Director of the Getty Museum Timothy Potts noted that “In collaboration, Performa, the GRI, and the Getty Museum are bringing some of the most forward-thinking and provocative performance art of our time in the form of Rainer’s unparalleled vision to our audiences. It is an ongoing commitment of the Getty to work with important living artists such as Rainer, and we are delighted to welcome her back.”

A dancer, choreographer, filmmaker, and writer, Rainer is one of the most influential artistic figures of the last 50 years, a standout across multiple disciplines: dance, cinema, minimalism, conceptual art, feminist art, and postmodernism. The Getty has a long history with Rainer, having presented several performances of hers since 2004. Rainer was an artist in residence as part of the Getty Research Institute’s Scholars Program in 2005. The Getty Research Institute acquired her archive in 2006 and her 2008 dance work Spiraling Down was commissioned jointly by the J. Paul Getty Museum, the Getty Research Institute, and the World Performance Project at Yale. Since her Performa Commission, RoS Indexical in 2007, Performa has been the producer of all projects by Rainer and her dancers, touring the company to Centre Pompidou, Documenta, and the Hebbel Theater in Berlin.

“I cannot think of another artist whose work has for more than five decades had an impact on the trajectory of so many disciplines – dance, film and visual art, in this country and internationally-- and which continues to be a touchstone for new and emerging artists,” commented RoseLee Goldberg, Founding Director and Curator of Performa. “Rainer is forever radical. Her newest works serve to remind us of why her ideas have endured,” Goldberg continues. “She is truly a National Treasure.”

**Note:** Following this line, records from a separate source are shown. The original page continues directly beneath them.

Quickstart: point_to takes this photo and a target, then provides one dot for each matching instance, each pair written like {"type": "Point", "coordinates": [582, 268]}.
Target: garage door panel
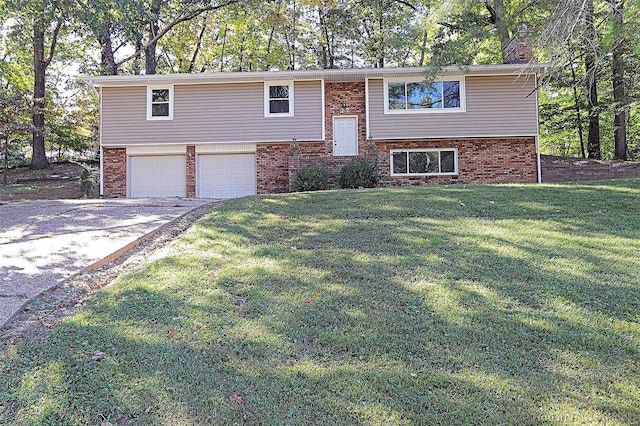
{"type": "Point", "coordinates": [226, 175]}
{"type": "Point", "coordinates": [157, 176]}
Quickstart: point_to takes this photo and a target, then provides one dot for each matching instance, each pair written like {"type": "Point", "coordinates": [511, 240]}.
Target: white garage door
{"type": "Point", "coordinates": [226, 175]}
{"type": "Point", "coordinates": [157, 176]}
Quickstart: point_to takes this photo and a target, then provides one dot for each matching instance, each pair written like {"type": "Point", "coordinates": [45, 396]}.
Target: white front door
{"type": "Point", "coordinates": [345, 136]}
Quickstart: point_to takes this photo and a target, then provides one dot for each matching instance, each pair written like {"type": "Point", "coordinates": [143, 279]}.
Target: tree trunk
{"type": "Point", "coordinates": [576, 101]}
{"type": "Point", "coordinates": [194, 57]}
{"type": "Point", "coordinates": [107, 57]}
{"type": "Point", "coordinates": [150, 59]}
{"type": "Point", "coordinates": [150, 52]}
{"type": "Point", "coordinates": [496, 12]}
{"type": "Point", "coordinates": [617, 70]}
{"type": "Point", "coordinates": [39, 156]}
{"type": "Point", "coordinates": [593, 138]}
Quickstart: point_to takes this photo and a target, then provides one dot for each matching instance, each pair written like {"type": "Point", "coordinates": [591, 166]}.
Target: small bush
{"type": "Point", "coordinates": [310, 179]}
{"type": "Point", "coordinates": [359, 175]}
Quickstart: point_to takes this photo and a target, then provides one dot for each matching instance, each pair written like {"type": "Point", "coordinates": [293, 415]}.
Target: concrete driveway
{"type": "Point", "coordinates": [44, 242]}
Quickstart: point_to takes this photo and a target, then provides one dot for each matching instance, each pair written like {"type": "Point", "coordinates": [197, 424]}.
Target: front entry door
{"type": "Point", "coordinates": [345, 136]}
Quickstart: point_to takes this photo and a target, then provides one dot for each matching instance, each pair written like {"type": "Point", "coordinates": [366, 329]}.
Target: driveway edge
{"type": "Point", "coordinates": [169, 230]}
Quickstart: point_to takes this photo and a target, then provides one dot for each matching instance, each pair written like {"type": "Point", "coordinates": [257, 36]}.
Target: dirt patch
{"type": "Point", "coordinates": [44, 312]}
{"type": "Point", "coordinates": [56, 182]}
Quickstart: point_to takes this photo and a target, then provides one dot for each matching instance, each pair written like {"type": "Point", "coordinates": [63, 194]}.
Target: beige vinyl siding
{"type": "Point", "coordinates": [495, 106]}
{"type": "Point", "coordinates": [210, 113]}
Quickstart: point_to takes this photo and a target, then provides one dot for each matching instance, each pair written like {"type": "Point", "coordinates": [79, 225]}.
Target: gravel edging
{"type": "Point", "coordinates": [45, 311]}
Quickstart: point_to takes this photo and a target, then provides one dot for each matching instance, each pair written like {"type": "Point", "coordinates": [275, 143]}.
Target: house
{"type": "Point", "coordinates": [226, 135]}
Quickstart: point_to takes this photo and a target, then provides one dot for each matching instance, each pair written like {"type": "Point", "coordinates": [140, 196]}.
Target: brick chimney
{"type": "Point", "coordinates": [518, 50]}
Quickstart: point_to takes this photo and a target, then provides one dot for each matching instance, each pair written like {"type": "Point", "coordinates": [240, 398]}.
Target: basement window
{"type": "Point", "coordinates": [424, 162]}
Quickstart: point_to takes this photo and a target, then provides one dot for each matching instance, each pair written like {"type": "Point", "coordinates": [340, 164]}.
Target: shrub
{"type": "Point", "coordinates": [311, 178]}
{"type": "Point", "coordinates": [359, 175]}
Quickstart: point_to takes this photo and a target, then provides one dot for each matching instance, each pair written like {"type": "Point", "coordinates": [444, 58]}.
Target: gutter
{"type": "Point", "coordinates": [333, 75]}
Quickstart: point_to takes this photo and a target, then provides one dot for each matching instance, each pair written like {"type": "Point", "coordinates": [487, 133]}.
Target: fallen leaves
{"type": "Point", "coordinates": [310, 300]}
{"type": "Point", "coordinates": [238, 399]}
{"type": "Point", "coordinates": [98, 355]}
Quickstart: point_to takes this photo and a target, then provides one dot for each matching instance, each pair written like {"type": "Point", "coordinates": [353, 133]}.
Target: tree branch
{"type": "Point", "coordinates": [54, 41]}
{"type": "Point", "coordinates": [181, 18]}
{"type": "Point", "coordinates": [409, 5]}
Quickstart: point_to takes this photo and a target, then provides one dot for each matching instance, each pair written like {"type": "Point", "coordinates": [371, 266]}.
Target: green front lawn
{"type": "Point", "coordinates": [441, 305]}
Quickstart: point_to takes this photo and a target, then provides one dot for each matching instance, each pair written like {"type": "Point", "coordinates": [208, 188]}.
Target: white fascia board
{"type": "Point", "coordinates": [334, 75]}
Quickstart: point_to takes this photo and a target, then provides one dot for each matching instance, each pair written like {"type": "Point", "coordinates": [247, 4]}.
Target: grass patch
{"type": "Point", "coordinates": [442, 305]}
{"type": "Point", "coordinates": [11, 189]}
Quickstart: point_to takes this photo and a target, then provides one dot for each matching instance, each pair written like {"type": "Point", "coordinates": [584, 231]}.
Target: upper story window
{"type": "Point", "coordinates": [278, 99]}
{"type": "Point", "coordinates": [420, 96]}
{"type": "Point", "coordinates": [160, 103]}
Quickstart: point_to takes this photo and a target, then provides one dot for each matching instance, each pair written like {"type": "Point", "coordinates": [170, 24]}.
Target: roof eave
{"type": "Point", "coordinates": [334, 75]}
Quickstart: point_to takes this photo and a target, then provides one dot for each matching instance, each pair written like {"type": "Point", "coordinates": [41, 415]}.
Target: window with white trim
{"type": "Point", "coordinates": [420, 96]}
{"type": "Point", "coordinates": [424, 162]}
{"type": "Point", "coordinates": [278, 99]}
{"type": "Point", "coordinates": [159, 103]}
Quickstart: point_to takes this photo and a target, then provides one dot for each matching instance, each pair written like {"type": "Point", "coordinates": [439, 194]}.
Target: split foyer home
{"type": "Point", "coordinates": [225, 135]}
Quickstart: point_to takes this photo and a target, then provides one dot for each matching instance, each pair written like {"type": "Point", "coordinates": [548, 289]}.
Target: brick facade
{"type": "Point", "coordinates": [114, 163]}
{"type": "Point", "coordinates": [272, 168]}
{"type": "Point", "coordinates": [480, 160]}
{"type": "Point", "coordinates": [191, 171]}
{"type": "Point", "coordinates": [486, 160]}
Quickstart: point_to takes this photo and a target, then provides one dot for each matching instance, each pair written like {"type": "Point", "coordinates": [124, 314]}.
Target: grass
{"type": "Point", "coordinates": [441, 305]}
{"type": "Point", "coordinates": [11, 189]}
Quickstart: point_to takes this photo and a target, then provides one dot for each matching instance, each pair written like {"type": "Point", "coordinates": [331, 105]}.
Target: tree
{"type": "Point", "coordinates": [617, 74]}
{"type": "Point", "coordinates": [590, 43]}
{"type": "Point", "coordinates": [44, 20]}
{"type": "Point", "coordinates": [14, 106]}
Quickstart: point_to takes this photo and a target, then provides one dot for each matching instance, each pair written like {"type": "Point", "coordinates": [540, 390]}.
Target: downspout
{"type": "Point", "coordinates": [538, 131]}
{"type": "Point", "coordinates": [101, 151]}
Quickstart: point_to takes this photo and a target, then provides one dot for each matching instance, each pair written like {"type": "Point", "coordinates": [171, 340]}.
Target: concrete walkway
{"type": "Point", "coordinates": [42, 243]}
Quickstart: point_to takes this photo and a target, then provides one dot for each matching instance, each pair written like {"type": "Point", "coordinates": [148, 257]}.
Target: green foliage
{"type": "Point", "coordinates": [16, 156]}
{"type": "Point", "coordinates": [359, 174]}
{"type": "Point", "coordinates": [311, 178]}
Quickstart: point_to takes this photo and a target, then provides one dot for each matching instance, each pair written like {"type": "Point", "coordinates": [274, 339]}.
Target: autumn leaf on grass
{"type": "Point", "coordinates": [236, 398]}
{"type": "Point", "coordinates": [98, 355]}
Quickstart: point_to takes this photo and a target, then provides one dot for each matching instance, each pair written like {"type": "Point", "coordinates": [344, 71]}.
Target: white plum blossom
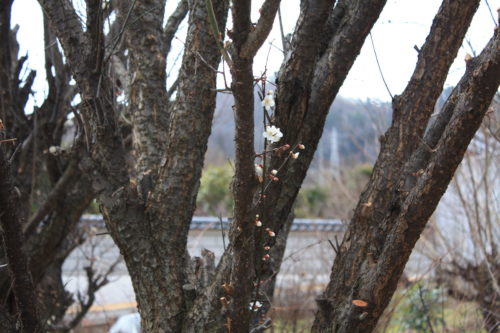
{"type": "Point", "coordinates": [255, 306]}
{"type": "Point", "coordinates": [268, 101]}
{"type": "Point", "coordinates": [272, 133]}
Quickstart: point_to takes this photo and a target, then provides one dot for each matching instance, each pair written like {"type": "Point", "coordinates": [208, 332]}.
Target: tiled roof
{"type": "Point", "coordinates": [214, 223]}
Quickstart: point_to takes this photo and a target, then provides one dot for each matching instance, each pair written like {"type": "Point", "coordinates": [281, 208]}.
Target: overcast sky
{"type": "Point", "coordinates": [402, 24]}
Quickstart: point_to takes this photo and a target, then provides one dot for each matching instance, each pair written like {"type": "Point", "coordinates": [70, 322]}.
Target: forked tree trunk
{"type": "Point", "coordinates": [392, 213]}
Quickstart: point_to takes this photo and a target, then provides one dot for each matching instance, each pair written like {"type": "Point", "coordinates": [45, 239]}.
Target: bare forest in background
{"type": "Point", "coordinates": [139, 147]}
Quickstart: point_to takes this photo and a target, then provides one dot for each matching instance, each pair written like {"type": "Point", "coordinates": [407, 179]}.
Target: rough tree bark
{"type": "Point", "coordinates": [411, 174]}
{"type": "Point", "coordinates": [17, 260]}
{"type": "Point", "coordinates": [148, 202]}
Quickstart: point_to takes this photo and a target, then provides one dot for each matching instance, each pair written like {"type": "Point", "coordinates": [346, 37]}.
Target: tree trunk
{"type": "Point", "coordinates": [17, 260]}
{"type": "Point", "coordinates": [384, 230]}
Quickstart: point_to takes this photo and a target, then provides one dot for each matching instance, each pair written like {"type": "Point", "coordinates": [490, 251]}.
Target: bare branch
{"type": "Point", "coordinates": [257, 37]}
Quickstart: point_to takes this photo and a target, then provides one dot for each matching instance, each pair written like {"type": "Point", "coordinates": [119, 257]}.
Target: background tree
{"type": "Point", "coordinates": [145, 172]}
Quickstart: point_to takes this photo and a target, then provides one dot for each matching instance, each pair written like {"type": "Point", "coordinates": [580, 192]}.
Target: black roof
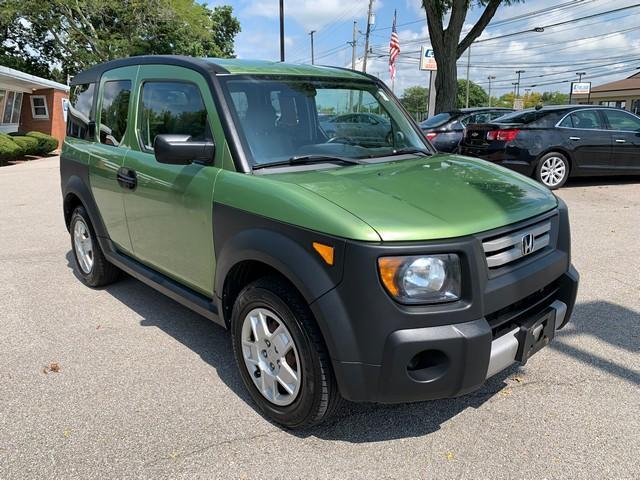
{"type": "Point", "coordinates": [93, 74]}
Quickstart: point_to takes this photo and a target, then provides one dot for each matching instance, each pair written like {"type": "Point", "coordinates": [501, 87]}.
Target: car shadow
{"type": "Point", "coordinates": [362, 423]}
{"type": "Point", "coordinates": [597, 181]}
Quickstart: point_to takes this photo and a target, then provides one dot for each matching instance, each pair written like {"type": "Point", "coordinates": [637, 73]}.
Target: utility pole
{"type": "Point", "coordinates": [468, 65]}
{"type": "Point", "coordinates": [518, 72]}
{"type": "Point", "coordinates": [490, 77]}
{"type": "Point", "coordinates": [282, 30]}
{"type": "Point", "coordinates": [354, 44]}
{"type": "Point", "coordinates": [366, 38]}
{"type": "Point", "coordinates": [311, 35]}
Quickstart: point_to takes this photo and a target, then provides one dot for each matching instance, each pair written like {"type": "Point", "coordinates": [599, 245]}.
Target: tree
{"type": "Point", "coordinates": [447, 46]}
{"type": "Point", "coordinates": [415, 99]}
{"type": "Point", "coordinates": [477, 96]}
{"type": "Point", "coordinates": [75, 34]}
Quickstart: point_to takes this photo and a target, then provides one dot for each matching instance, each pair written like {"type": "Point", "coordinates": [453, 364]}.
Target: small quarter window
{"type": "Point", "coordinates": [39, 109]}
{"type": "Point", "coordinates": [80, 112]}
{"type": "Point", "coordinates": [115, 111]}
{"type": "Point", "coordinates": [619, 120]}
{"type": "Point", "coordinates": [171, 108]}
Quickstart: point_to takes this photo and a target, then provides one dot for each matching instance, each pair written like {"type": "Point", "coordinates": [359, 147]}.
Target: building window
{"type": "Point", "coordinates": [39, 108]}
{"type": "Point", "coordinates": [12, 106]}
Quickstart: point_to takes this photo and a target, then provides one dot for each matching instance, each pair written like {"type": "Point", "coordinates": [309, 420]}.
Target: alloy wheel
{"type": "Point", "coordinates": [553, 171]}
{"type": "Point", "coordinates": [83, 245]}
{"type": "Point", "coordinates": [271, 357]}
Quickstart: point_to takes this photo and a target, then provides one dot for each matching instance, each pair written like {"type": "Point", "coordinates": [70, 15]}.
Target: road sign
{"type": "Point", "coordinates": [428, 60]}
{"type": "Point", "coordinates": [580, 88]}
{"type": "Point", "coordinates": [518, 103]}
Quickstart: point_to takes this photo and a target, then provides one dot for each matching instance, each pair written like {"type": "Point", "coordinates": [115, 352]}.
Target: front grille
{"type": "Point", "coordinates": [514, 245]}
{"type": "Point", "coordinates": [507, 318]}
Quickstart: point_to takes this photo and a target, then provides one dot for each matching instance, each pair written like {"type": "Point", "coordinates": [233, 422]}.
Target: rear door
{"type": "Point", "coordinates": [170, 210]}
{"type": "Point", "coordinates": [584, 134]}
{"type": "Point", "coordinates": [625, 130]}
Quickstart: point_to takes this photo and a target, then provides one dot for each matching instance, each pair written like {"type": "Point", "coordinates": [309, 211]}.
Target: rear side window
{"type": "Point", "coordinates": [584, 119]}
{"type": "Point", "coordinates": [619, 120]}
{"type": "Point", "coordinates": [171, 108]}
{"type": "Point", "coordinates": [80, 111]}
{"type": "Point", "coordinates": [115, 111]}
{"type": "Point", "coordinates": [525, 117]}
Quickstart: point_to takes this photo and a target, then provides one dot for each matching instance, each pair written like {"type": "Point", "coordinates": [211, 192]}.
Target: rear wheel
{"type": "Point", "coordinates": [281, 355]}
{"type": "Point", "coordinates": [553, 170]}
{"type": "Point", "coordinates": [91, 265]}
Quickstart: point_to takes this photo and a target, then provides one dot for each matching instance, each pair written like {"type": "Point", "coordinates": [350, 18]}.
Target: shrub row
{"type": "Point", "coordinates": [31, 143]}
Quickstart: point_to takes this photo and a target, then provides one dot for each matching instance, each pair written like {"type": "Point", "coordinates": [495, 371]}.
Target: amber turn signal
{"type": "Point", "coordinates": [325, 251]}
{"type": "Point", "coordinates": [388, 268]}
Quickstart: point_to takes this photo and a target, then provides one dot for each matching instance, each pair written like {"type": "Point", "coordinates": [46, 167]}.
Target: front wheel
{"type": "Point", "coordinates": [91, 265]}
{"type": "Point", "coordinates": [281, 355]}
{"type": "Point", "coordinates": [553, 170]}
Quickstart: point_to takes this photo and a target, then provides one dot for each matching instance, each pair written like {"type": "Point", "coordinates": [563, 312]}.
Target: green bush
{"type": "Point", "coordinates": [29, 145]}
{"type": "Point", "coordinates": [9, 149]}
{"type": "Point", "coordinates": [46, 143]}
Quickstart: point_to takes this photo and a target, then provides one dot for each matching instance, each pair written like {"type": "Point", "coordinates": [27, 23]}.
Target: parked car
{"type": "Point", "coordinates": [555, 142]}
{"type": "Point", "coordinates": [382, 273]}
{"type": "Point", "coordinates": [445, 130]}
{"type": "Point", "coordinates": [366, 128]}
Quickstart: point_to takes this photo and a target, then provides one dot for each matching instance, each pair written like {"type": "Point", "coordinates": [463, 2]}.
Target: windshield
{"type": "Point", "coordinates": [436, 120]}
{"type": "Point", "coordinates": [282, 118]}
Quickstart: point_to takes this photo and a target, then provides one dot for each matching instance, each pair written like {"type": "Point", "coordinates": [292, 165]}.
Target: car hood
{"type": "Point", "coordinates": [423, 198]}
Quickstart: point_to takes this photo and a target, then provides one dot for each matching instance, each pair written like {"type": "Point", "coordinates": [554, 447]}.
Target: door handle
{"type": "Point", "coordinates": [127, 178]}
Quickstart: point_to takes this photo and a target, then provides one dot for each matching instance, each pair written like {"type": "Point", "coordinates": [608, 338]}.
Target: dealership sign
{"type": "Point", "coordinates": [580, 88]}
{"type": "Point", "coordinates": [428, 60]}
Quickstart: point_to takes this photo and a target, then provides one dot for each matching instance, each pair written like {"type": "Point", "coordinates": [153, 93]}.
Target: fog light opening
{"type": "Point", "coordinates": [428, 365]}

Both of the works that Rainer will present at the Getty touch on themes of aging, death, play, and the current socioeconomic situation in America.

The new commission, The Concept of Dust, or How do you look when there’s nothing left to move? (2014), is an in-progress work. Interwoven with personal themes of aging, mortality and humor are various texts, intermittently read by Rainer and the dancers, dealing with ancient Mideast dynasties, paleontological findings, and literary quotations. In addition to the commission, the work has been supported by an artistic residency at the Gibney Dance Center in New York.

In Assisted Living: Do You Have Any Money? Rainer juxtaposes Laurel and Hardy, Keynesian economics, and vaudeville. Introduced by Rainer as a carnival barker, the performance revolves around the current American socioeconomic situation, meditations on aging, and movement sequences from an early piece of choreography, At My Body’s House (1963). Dancers recite a variety of texts, including jokes, newspaper stories, and film monologues, while performing complicated combinations of steps in various groupings. It is supported by University of California, Irvine School of the Arts.

Yvonne Rainer: Two Works will take place at the Getty Center in Los Angeles on Friday and Saturday, October 3 and 4, 2014, at 7:30 p.m. Tickets are $20 ($15 for students and seniors). Reservations are strongly encouraged and can be made online at www.getty.edu.